Just in case you missed it in the above because the language was fuzzy, in SA, you can’t be sober if you masturbate, you can’t be sober if you have sex with your same-sex spouse, you can’t be sober if you have spousally permitted extramarital sex, and you can’t be sober if you fuck your opposite-sex spouse in a way that’s “lustful.”
There was a time when I had a political analysis of all this, but over months and years, it has all dropped away. I genuinely believe that, while there are lots of places that are harmful (and hateful) in their message that “homosexuality can be cured,” SA is different: it is a place that is without moral judgment. It exists simply to serve people for whom their particular definition of sobriety is helpful. There’s a thin line here, because a) many of these people are themselves homophobic or hateful toward gay people, and b) in structuring itself in this way, SA can’t possibly help people who accept their homosexuality but nonetheless suffer from compulsive sexuality. Nonetheless, I am convinced that while this all is true, the organization genuinely isn’t homophobic – it’s just rigid, and rigid in a way that serves the interests of its core constituency. It exists primarily to serve people for whom these definitions work. (I have met a number of lovely men who told me they “suffer from same-sex attraction.” While I may well believe that homosexuality is not something that can, or should, be cured, I can say that it is definitively true that this formulation was true for the people who spoke it to me.)
Sexual Recovery Anonymous is almost exactly the same as SA, with one difference: they’re prepared to admit the possibility of a sobriety in a long-term, committed, but unmarried, opposite-sex relationship. So no help for the gays….
Sex and Love Addicts Anonymous and Sex Addicts Anonymous both have somewhat more flexible bottom lines, developed in partnership with one’s sponsor, and neither has an institutional view on either masturbation or homosexuality.

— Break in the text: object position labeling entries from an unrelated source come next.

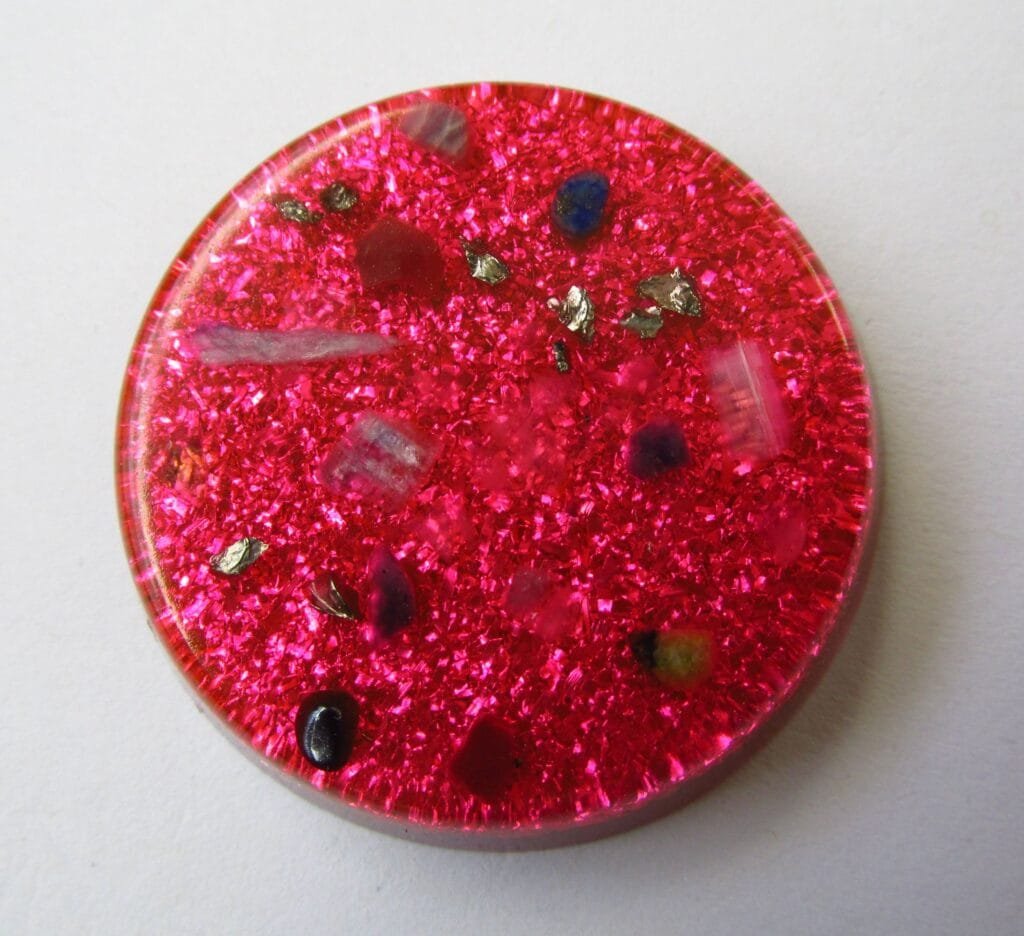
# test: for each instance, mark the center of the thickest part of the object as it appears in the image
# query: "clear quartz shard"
(437, 126)
(224, 344)
(239, 556)
(484, 266)
(749, 401)
(674, 292)
(645, 323)
(576, 311)
(381, 456)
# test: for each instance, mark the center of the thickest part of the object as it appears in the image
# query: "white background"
(892, 804)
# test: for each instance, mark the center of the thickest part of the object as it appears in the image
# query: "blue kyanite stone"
(580, 203)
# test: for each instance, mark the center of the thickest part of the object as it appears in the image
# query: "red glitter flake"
(507, 499)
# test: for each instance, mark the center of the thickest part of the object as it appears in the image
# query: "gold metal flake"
(484, 266)
(674, 292)
(326, 595)
(239, 556)
(561, 355)
(576, 311)
(338, 198)
(645, 323)
(294, 210)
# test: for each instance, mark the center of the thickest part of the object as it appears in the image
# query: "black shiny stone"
(656, 448)
(325, 728)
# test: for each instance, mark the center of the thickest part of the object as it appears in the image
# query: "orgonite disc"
(497, 462)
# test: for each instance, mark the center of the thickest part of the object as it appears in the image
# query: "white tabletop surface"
(892, 804)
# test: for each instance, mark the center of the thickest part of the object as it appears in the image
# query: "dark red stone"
(393, 253)
(486, 762)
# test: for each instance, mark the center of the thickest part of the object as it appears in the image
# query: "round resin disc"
(496, 462)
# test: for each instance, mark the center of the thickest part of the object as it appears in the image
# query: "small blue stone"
(579, 205)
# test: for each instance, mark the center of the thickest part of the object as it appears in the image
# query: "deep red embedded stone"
(486, 762)
(392, 600)
(393, 253)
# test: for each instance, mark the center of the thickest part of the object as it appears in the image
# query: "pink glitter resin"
(532, 552)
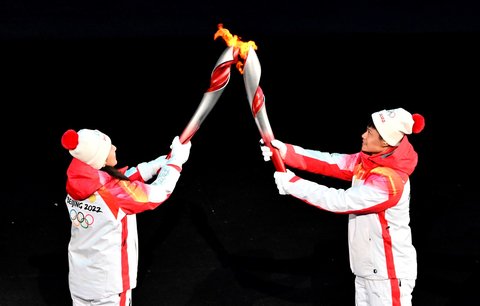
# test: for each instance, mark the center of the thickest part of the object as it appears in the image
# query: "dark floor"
(226, 237)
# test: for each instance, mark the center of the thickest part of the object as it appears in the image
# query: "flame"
(236, 42)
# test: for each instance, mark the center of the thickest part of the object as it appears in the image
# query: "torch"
(251, 71)
(219, 79)
(256, 98)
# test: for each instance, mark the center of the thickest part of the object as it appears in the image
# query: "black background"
(138, 70)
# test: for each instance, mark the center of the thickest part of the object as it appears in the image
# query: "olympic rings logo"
(80, 219)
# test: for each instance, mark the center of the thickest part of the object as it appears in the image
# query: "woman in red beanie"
(102, 203)
(382, 256)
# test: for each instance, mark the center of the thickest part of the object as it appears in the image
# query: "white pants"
(396, 292)
(123, 299)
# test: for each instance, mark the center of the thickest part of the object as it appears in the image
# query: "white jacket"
(377, 204)
(103, 248)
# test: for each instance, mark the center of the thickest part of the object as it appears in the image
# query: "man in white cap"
(102, 203)
(382, 256)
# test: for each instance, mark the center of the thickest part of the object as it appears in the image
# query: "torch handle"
(256, 98)
(219, 79)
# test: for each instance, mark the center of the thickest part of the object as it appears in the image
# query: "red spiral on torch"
(221, 73)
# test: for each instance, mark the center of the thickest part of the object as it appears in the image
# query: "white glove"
(267, 152)
(148, 170)
(180, 152)
(282, 179)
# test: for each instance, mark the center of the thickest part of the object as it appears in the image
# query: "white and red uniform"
(377, 204)
(103, 248)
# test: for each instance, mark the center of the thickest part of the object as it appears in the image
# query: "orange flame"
(236, 42)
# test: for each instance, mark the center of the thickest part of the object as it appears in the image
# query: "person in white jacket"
(382, 256)
(102, 202)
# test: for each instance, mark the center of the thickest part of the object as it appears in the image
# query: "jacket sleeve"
(336, 165)
(376, 194)
(136, 196)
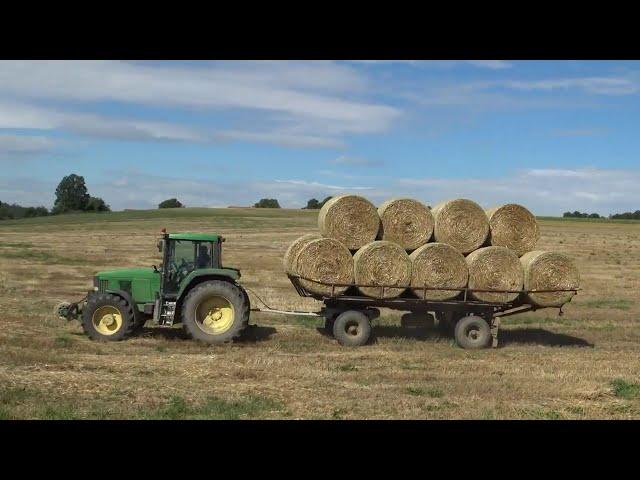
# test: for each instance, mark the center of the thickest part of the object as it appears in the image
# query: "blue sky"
(552, 135)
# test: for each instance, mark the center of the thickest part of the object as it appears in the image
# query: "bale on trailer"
(438, 265)
(382, 263)
(293, 250)
(549, 271)
(406, 222)
(495, 268)
(350, 219)
(324, 260)
(514, 227)
(461, 223)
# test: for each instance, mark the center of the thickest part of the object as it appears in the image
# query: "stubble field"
(585, 364)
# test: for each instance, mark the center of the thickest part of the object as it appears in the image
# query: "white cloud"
(21, 145)
(13, 115)
(305, 183)
(486, 64)
(544, 191)
(302, 92)
(595, 85)
(355, 161)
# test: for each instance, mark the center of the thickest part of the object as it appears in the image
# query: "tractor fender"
(204, 274)
(127, 297)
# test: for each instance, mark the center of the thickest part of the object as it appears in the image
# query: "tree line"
(72, 196)
(312, 204)
(616, 216)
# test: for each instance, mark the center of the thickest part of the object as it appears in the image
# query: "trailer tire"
(352, 328)
(472, 332)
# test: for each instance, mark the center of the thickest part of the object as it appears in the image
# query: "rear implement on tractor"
(190, 287)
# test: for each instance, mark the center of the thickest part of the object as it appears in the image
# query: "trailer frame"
(449, 312)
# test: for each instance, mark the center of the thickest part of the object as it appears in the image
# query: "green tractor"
(190, 287)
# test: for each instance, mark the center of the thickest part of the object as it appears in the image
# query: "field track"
(585, 364)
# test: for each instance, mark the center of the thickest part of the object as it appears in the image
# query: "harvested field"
(584, 364)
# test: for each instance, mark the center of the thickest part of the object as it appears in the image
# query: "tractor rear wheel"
(107, 317)
(215, 311)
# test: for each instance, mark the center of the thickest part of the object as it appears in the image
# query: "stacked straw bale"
(461, 223)
(438, 265)
(324, 260)
(382, 263)
(406, 222)
(292, 252)
(549, 271)
(514, 227)
(350, 219)
(498, 244)
(495, 268)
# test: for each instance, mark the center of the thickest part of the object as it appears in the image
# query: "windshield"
(185, 256)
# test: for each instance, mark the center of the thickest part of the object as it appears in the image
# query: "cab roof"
(195, 237)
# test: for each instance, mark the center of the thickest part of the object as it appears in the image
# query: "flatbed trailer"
(475, 324)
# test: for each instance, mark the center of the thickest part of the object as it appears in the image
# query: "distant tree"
(267, 203)
(326, 199)
(626, 216)
(71, 195)
(31, 212)
(312, 204)
(171, 203)
(96, 204)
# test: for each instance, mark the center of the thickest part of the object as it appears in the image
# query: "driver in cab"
(204, 259)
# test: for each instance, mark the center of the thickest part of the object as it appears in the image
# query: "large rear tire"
(215, 311)
(107, 317)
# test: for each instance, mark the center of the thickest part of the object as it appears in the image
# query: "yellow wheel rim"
(215, 315)
(107, 320)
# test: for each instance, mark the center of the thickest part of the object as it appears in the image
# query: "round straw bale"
(438, 265)
(461, 223)
(324, 260)
(514, 227)
(406, 222)
(294, 249)
(494, 268)
(350, 219)
(382, 263)
(549, 271)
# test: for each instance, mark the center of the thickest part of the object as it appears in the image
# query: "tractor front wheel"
(107, 317)
(215, 311)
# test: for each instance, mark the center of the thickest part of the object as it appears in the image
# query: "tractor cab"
(183, 254)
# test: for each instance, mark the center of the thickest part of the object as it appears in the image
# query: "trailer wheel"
(352, 328)
(472, 332)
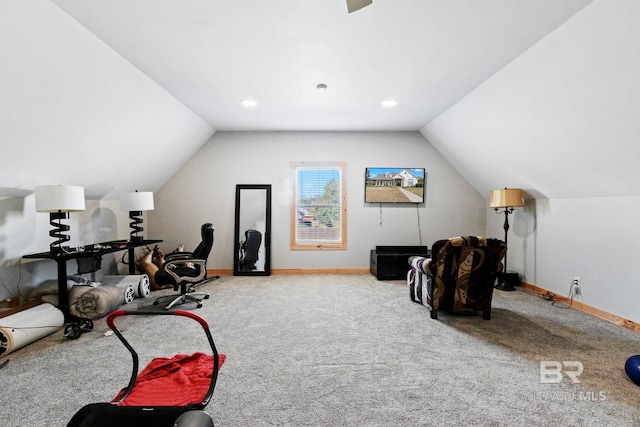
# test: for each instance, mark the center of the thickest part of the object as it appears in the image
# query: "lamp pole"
(504, 285)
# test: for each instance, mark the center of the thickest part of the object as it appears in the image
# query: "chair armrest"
(177, 255)
(422, 264)
(199, 270)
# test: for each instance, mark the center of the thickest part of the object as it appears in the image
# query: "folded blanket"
(94, 302)
(177, 381)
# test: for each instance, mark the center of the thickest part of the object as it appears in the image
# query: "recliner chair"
(249, 250)
(187, 270)
(460, 276)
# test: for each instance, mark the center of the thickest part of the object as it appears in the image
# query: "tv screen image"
(394, 185)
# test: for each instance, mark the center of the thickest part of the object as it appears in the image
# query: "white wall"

Sexual Compulsives Anonymous was started by a few gay guys with a problem. It is the fellowship with the greatest acceptance of homosexuality (in New York, meetings are often 75% gay), and, perhaps consequently, that comes closest to providing a space in which sex-positive thinking can survive. In SCA, you develop a “recovery plan,” in which you identify behaviors in which you must not engage, behaviors which should be approached with caution, behaviors which are fine, and behaviors which are salutary. This is similar to the approach of SAA.